Updated July 22, 2017

Classical Influences

Looking back to classical ideals resulted in conservatism in literature as well as politics. This led to writing that emphasized order and rational control. Literary works sought to model masterpieces of the classical Roman and Greek world. Writers followed literary “rules” set by classical critics such as Aristotle and Horace, resulting in a respect for and acute awareness of conventions and genre. Alexander Pope, neoclassical poet, satirist and critic, for example, set out to correct what he saw as deviations of previous English poets from classical modes of pastoral poetry by writing pastorals with classical models in mind.
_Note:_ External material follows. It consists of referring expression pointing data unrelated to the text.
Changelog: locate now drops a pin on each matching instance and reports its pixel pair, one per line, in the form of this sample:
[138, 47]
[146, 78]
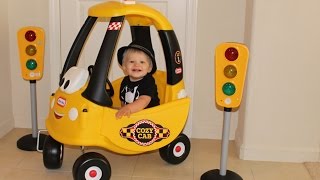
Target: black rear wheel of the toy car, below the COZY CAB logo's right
[177, 151]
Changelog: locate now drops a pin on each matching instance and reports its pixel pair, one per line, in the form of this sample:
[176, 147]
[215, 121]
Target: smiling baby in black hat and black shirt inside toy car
[138, 89]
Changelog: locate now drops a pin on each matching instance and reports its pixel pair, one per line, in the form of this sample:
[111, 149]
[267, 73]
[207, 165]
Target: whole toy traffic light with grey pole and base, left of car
[31, 51]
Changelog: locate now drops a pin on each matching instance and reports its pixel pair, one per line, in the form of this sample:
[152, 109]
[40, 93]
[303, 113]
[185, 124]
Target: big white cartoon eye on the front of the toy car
[74, 79]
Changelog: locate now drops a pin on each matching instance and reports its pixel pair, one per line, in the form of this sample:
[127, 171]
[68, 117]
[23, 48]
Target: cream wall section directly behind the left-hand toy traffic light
[27, 13]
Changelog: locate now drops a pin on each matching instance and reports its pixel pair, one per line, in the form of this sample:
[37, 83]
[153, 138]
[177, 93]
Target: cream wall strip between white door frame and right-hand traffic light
[218, 21]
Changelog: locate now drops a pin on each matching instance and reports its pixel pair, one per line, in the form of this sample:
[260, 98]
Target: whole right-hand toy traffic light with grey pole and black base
[231, 61]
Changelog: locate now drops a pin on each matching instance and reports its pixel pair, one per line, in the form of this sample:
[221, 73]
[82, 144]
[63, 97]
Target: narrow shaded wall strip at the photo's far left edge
[6, 120]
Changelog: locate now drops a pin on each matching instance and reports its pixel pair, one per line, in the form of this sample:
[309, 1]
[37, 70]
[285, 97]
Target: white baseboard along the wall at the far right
[298, 155]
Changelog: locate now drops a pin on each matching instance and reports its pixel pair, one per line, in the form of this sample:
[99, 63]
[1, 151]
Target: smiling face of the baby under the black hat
[136, 65]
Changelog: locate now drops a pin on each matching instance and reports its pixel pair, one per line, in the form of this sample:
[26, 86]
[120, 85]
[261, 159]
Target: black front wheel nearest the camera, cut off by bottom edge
[91, 166]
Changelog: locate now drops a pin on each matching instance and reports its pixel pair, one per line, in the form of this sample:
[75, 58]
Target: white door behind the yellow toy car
[67, 17]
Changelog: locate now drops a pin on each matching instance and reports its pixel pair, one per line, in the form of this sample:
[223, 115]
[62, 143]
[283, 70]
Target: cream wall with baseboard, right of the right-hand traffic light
[280, 117]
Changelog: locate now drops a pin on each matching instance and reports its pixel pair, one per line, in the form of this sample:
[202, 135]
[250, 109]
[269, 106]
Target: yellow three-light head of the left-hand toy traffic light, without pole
[31, 50]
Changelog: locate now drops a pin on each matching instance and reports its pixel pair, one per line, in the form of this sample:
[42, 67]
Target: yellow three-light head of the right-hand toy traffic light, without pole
[231, 61]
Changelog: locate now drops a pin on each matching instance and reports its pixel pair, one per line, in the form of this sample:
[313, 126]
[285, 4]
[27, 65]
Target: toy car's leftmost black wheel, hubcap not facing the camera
[52, 153]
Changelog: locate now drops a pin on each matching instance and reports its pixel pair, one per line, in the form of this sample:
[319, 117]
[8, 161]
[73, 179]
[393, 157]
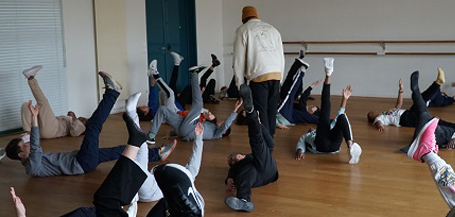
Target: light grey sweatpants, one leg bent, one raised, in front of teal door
[183, 126]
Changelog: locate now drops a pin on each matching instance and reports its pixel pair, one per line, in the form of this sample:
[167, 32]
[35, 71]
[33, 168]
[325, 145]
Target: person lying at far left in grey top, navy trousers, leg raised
[43, 164]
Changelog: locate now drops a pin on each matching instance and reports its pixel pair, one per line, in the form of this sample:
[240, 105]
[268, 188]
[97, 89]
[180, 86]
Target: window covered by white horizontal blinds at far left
[30, 34]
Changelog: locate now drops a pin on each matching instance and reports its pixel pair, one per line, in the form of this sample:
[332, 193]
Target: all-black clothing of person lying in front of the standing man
[263, 169]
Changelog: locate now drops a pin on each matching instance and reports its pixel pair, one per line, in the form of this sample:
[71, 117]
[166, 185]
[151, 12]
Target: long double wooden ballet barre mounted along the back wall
[381, 43]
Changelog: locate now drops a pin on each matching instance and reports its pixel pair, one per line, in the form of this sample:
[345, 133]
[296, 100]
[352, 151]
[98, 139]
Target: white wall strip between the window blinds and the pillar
[80, 56]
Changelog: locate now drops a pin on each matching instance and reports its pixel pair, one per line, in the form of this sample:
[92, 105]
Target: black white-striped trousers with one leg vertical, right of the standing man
[329, 140]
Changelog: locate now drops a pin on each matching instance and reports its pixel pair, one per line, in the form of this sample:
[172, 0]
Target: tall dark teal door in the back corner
[171, 26]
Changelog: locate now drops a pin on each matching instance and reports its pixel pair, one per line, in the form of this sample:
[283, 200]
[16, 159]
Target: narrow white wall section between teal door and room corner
[209, 26]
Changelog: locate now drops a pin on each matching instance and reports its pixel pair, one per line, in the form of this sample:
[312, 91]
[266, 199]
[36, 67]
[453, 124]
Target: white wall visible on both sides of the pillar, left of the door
[80, 54]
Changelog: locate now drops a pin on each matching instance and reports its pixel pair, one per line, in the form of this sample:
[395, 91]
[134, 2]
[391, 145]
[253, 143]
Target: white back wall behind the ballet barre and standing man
[357, 20]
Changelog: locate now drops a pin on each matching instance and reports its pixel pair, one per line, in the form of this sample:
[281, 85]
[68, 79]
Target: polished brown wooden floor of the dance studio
[384, 183]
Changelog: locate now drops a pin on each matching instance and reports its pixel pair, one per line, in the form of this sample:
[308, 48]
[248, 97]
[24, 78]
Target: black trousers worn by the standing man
[265, 100]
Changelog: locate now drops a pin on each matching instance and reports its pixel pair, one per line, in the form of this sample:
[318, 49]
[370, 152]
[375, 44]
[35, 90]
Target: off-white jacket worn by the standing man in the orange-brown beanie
[258, 50]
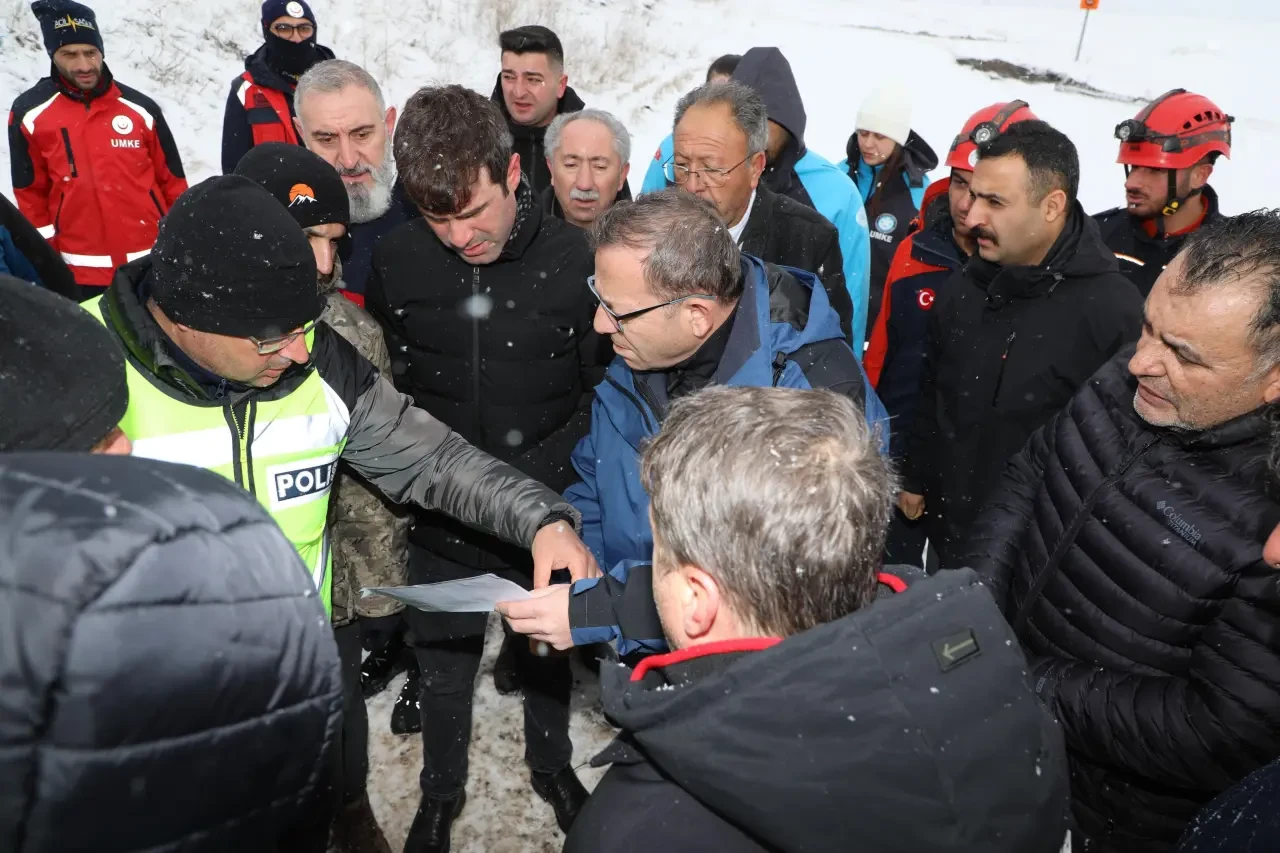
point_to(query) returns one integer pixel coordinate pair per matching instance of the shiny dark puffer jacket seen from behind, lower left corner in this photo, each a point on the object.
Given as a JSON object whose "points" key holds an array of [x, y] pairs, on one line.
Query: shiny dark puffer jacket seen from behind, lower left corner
{"points": [[171, 681]]}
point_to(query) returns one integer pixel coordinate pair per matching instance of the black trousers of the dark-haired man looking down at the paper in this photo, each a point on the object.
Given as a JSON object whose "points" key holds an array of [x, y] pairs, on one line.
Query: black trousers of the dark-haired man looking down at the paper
{"points": [[449, 649]]}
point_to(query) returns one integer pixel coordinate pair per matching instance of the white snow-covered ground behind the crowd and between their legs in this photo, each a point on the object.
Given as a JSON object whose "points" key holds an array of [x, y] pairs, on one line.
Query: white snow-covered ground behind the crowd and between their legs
{"points": [[636, 58]]}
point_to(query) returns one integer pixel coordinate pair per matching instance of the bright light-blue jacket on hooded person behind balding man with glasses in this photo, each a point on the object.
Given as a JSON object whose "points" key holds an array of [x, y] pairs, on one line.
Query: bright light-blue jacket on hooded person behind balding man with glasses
{"points": [[836, 198]]}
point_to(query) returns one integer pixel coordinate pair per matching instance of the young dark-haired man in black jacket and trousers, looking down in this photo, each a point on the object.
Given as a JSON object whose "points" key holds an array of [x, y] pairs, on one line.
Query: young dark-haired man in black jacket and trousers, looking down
{"points": [[488, 318]]}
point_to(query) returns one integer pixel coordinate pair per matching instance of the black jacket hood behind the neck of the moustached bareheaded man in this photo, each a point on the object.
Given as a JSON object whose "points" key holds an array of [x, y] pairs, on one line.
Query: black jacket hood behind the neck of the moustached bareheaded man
{"points": [[1078, 253]]}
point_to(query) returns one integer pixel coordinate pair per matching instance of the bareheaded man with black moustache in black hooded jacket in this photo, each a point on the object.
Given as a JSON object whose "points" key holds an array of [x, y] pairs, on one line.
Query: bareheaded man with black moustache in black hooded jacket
{"points": [[1016, 332]]}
Classical genres such as epic, tragedy, comedy, pastoral, ode and satire dominated neoclassical writing.

Representing Human Nature

Following the rules of genre -- using the right language, style, tone and rhetorical figures -- was considered a means to discovering nature. The past could be used as a model for neoclassical writing because human nature was viewed as constant. To neoclassical sensibilities, humanity was inherently imperfect, sinful and limited. This idea, however, began to soften later in the era, giving rise to more optimistic and sentimental trends in literature as seen in the works of Oliver Goldsmith and George Crabbe.

Restraint in Expression

In neoclassicism, the complexity and metaphorical nature of Renaissance writing shifted to precision in grammar and vocabulary. Neoclassical verse as well as prose demonstrated balance through use of parallels and antithesis. The imagination let loose unrestrained was thought to result in extravagant or unruly works -- unless reined in by judgment, using nature as a guide. Alexander Pope wrote in "An Essay on Criticism": "First follow nature, and your judgement frame / By her standard, which is still the same." This, however, did not seek to limit passion or originality. Judgment was to make writing more effective. Thus, neoclassicism seeks a sense of “decorum” in writing.

The Guidance of Reason

The Neoclassical Age is often referred to as the Age of Reason. During this period, the concept of reason penetrated all aspects of society, including religion, politics and art. Reason was viewed as the highest mental ability. In literature, this meant works needed to be logical and to advocate for rational norms in society. According to “Introduction to Neoclassicism,” critics judged characters in literature based on their use of reason. In addition, this rationality nurtured a key characteristic of neoclassical literature -- wit. Exemplars of wit in drama are George Etherege's "Man of Mode" and William Congreve's "The Way of the World." Characters in such dramas were admired for using wit, through rational examination of the world, to point out similarities between seemingly unlike things through suitable metaphors, similes and images.